Saltó sobre la figura y la derribó. El hombre apenas forcejeó, aparentemente aturdido por el impacto. Malus lo hizo rodar y le puso la punta del cuchillo contra la garganta.

—¿Piensas que soy un cobarde? —Malus empujó el cuchillo y sintió cómo la hoja comenzaba a hender la piel del encapuchado—. ¿Piensas que soy un débil, un ser defectuoso como el resto de mi familia? Y tú, ¿cuán fuerte eres con mi cuchillo clavándosete en el cuello? —Rió salvajemente ante el pensamiento. Tenía la cara a pocos centímetros de la oscuridad del interior de la capucha. El hombre permanecía quieto, sin ofrecer resistencia—. Justo lo que yo pensaba. ¡Tú eres el débil! ¡Tú eres el cobarde que se oculta y conspira a la sombra de sus superiores! ¡Veamos tu cara, guardián! ¡Muéstrame tu verdadera apariencia, ¿o tendré que arrastrar tus tripas por la arena para obligarte?!

El encapuchado no se movió. La furia ardía como aliento febril en la respiración de Malus.

—¿Me oyes, cobarde? ¡Muéstrate! ¡¡Muéstrate!

Clavó el cuchillo más profundamente en la garganta del hombre. El aire mismo pareció rielar en torno al encapuchado y ondular como un estanque al que se arroja una piedra.

El cuchillo que tenía en la mano se desdibujó, enfocándose y desenfocándose. En un momento estaba apoyado contra el encapuchado, y al siguiente, parecía dirigido contra su propio cuello, como si se encontrara ante un espejo. Rugió de furia y empujó más el cuchillo..., y sintió que más de dos centímetros de la punta se le clavaban en la garganta. La sangre tibia corrió por su cuello y empapó el ropón que llevaba bajo el kheitan.

Se le nubló la vista. Lo acometió un ataque de desorientación y, de repente, se encontró arrodillado en la sala cuadrada de la torre de Eradorius, rodeado por tres puertas de paneles de madera oscura.

Estaba a un segundo de clavarse el cuchillo en la garganta.

El noble cayó de espaldas al mismo tiempo que se arrancaba la punta del cuchillo del cuello. Sintió dolor por debajo del mentón, y la sensación fue casi vigorizante.

—Una ilusión... —jadeó—, todo... una ilusión.

Una sombra cayó sobre él.
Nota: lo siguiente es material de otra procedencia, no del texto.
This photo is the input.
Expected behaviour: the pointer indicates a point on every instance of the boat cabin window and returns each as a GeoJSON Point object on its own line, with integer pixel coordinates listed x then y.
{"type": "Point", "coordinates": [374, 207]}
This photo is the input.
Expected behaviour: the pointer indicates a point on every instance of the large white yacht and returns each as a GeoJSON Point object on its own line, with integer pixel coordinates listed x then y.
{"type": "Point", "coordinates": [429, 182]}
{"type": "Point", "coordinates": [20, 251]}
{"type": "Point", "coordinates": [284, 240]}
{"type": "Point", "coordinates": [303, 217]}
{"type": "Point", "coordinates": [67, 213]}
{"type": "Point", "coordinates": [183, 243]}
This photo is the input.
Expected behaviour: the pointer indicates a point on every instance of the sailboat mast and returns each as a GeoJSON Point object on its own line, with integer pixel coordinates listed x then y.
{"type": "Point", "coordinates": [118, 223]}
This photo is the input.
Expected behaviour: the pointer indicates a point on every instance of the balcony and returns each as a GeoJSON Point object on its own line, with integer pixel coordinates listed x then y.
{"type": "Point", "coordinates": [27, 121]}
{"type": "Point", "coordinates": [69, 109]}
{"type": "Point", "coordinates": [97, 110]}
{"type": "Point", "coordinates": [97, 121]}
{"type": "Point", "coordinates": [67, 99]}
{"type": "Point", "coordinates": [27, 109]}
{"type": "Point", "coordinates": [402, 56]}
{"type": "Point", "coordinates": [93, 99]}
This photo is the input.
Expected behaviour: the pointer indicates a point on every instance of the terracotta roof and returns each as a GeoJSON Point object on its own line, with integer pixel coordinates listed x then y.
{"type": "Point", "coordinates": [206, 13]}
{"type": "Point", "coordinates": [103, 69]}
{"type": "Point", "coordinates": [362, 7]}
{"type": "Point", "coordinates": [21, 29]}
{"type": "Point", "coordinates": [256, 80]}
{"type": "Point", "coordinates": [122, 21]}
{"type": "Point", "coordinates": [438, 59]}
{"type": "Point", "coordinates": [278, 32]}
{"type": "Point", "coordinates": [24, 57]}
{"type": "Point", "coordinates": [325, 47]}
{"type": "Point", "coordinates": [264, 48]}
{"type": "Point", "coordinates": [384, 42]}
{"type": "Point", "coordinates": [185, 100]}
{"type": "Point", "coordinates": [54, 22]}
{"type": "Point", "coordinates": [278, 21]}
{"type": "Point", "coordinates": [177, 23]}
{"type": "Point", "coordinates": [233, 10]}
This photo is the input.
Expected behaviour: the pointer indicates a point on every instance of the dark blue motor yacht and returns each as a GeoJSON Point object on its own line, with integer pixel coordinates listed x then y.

Alzó los ojos y vio a la figura encapuchada, de pie, a su lado, con la cara perdida en sombras. La respiración de la figura pasó como un viento frío por la mejilla de Malus.

—¿Quién es ahora el cobarde, Malus Darkblade? —preguntó la figura—. ¿Quién es el que se oculta y conspira a la sombra de sus superiores?

Por un momento, el sobresalto dejó a Malus sin habla. Un hombre inferior podría haberse derrumbado bajo la conmoción del conocimiento que le había sido revelado, pero a él lo sustentaba el fuego del odio que continuaba ardiendo en su corazón.

—¿Piensas hacer que me derrumbe con una sola mirada al espejo? —Malus se puso lentamente de pie—. ¿Piensas que me moriré a causa de la conmoción que me provoque mi propia fealdad? De ser así, estás equivocado. No me he derrumbado. No estoy vencido. Mi odio es poderoso, y mientras odio, vivo.

Malus se lanzó hacia la figura y la aferró por el ropón con una mano.

—Me has puesto un espejo ante el rostro... ¡Ahora veamos cómo eres tú, Eradorius!